# Step 1 :-  Prepare Training Data
The first step in building any tokenizer is to have a corpus of text to train it on.The Tokenizer learns *merge rules* based on the frequency of the character pairs in the data.

1. i : 1
2. s: 2
3. is : 3

Even thogh "i" and "s" are seperate tokens, we create a new token "is" by merging them as thy frequently appear together (is, this, miss, dismiss, list, fist, twist etc) reducing computations by 2x where we merge those two tokens "i" and "s". This is how we will iteratively merge most frequent pairs.
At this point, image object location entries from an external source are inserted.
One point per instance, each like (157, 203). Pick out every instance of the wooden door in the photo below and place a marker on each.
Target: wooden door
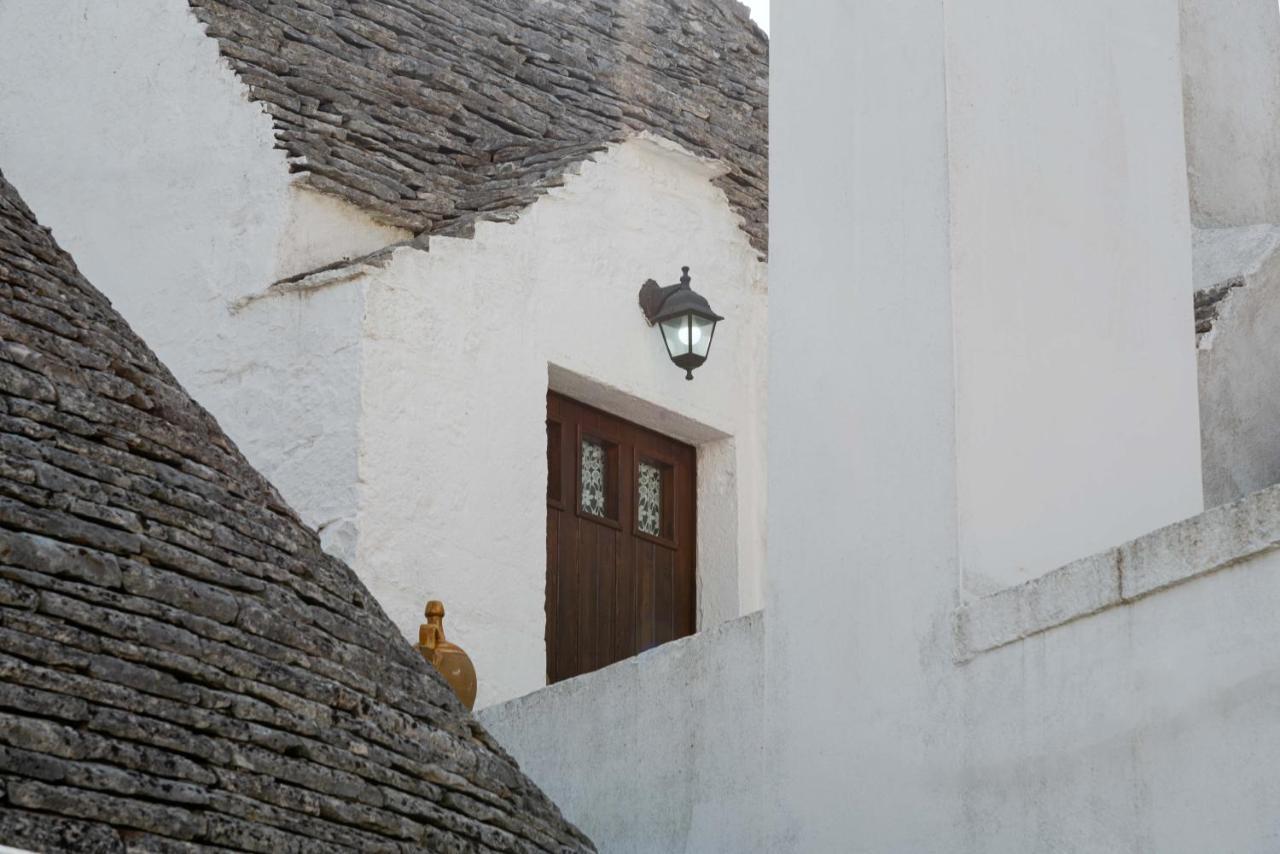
(620, 539)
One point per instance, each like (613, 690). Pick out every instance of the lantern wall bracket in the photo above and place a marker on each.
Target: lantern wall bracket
(685, 318)
(653, 295)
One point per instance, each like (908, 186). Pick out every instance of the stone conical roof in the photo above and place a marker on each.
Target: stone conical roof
(434, 114)
(181, 666)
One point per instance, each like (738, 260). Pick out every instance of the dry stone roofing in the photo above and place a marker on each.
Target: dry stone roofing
(181, 667)
(434, 114)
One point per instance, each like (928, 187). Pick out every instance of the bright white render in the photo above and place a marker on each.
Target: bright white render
(398, 401)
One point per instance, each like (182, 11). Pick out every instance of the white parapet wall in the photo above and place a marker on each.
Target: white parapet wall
(661, 753)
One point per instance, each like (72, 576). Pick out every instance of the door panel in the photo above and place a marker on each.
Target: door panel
(620, 539)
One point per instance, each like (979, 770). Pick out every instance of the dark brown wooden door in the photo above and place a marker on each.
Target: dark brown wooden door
(620, 539)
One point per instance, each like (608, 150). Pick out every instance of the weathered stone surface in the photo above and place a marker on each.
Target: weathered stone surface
(181, 666)
(434, 115)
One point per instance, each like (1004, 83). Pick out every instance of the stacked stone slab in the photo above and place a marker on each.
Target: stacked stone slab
(434, 114)
(181, 666)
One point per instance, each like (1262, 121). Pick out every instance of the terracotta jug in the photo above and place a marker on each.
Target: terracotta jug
(448, 658)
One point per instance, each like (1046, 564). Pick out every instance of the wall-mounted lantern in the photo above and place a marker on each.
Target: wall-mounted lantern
(685, 318)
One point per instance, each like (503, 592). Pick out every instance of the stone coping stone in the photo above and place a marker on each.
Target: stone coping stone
(1212, 540)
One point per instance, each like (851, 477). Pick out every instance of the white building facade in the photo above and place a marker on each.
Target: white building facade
(988, 626)
(385, 364)
(1001, 403)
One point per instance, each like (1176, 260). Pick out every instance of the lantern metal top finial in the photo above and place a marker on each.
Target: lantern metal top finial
(686, 319)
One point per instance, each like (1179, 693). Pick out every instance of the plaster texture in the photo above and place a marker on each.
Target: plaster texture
(1230, 54)
(1147, 727)
(460, 346)
(662, 753)
(1077, 423)
(149, 161)
(1214, 540)
(397, 402)
(1238, 319)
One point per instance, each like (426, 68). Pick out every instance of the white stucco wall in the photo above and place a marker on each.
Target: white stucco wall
(1110, 733)
(1070, 257)
(138, 146)
(405, 406)
(1128, 709)
(462, 342)
(1232, 85)
(658, 754)
(1238, 361)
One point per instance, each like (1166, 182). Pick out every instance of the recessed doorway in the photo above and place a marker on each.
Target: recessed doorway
(621, 534)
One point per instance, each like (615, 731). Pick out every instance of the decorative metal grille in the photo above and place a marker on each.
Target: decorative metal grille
(593, 478)
(649, 499)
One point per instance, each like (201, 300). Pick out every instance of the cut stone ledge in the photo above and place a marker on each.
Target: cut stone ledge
(1157, 561)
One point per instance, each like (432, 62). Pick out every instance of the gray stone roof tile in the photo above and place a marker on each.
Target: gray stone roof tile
(181, 666)
(434, 114)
The  new tokens can also be merged further.

#### training corpus:
#### Category: Conversational
---
User: Hey, how's it going?
Bot: I'm doing well! How about you?
User: Pretty good, just learning about AI.
Bot: That sounds fascinating! What aspects interest you the most?

#### Category: Technical
---
Sentence: Tokenization breaks text into smaller units called tokens.
Sentence: Embeddings represent words as numerical vectors in a multidimensional space.
Sentence: Sampling methods influence how a language model selects its next word.

#### Category: Storytelling
---
Once upon a time, in a distant galaxy, a lone explorer embarked on a mission to uncover the secrets of an ancient civilization. As they decoded mysterious symbols, the truth about their origins slowly unfolded…

#### Category: Formal Writing
---
Dear Hiring Manager,  
I am writing to express my interest in the Data Science position at your company. With a background in machine learning and AI research, I believe my experience aligns well with the role. I look forward to the opportunity to contribute to your team.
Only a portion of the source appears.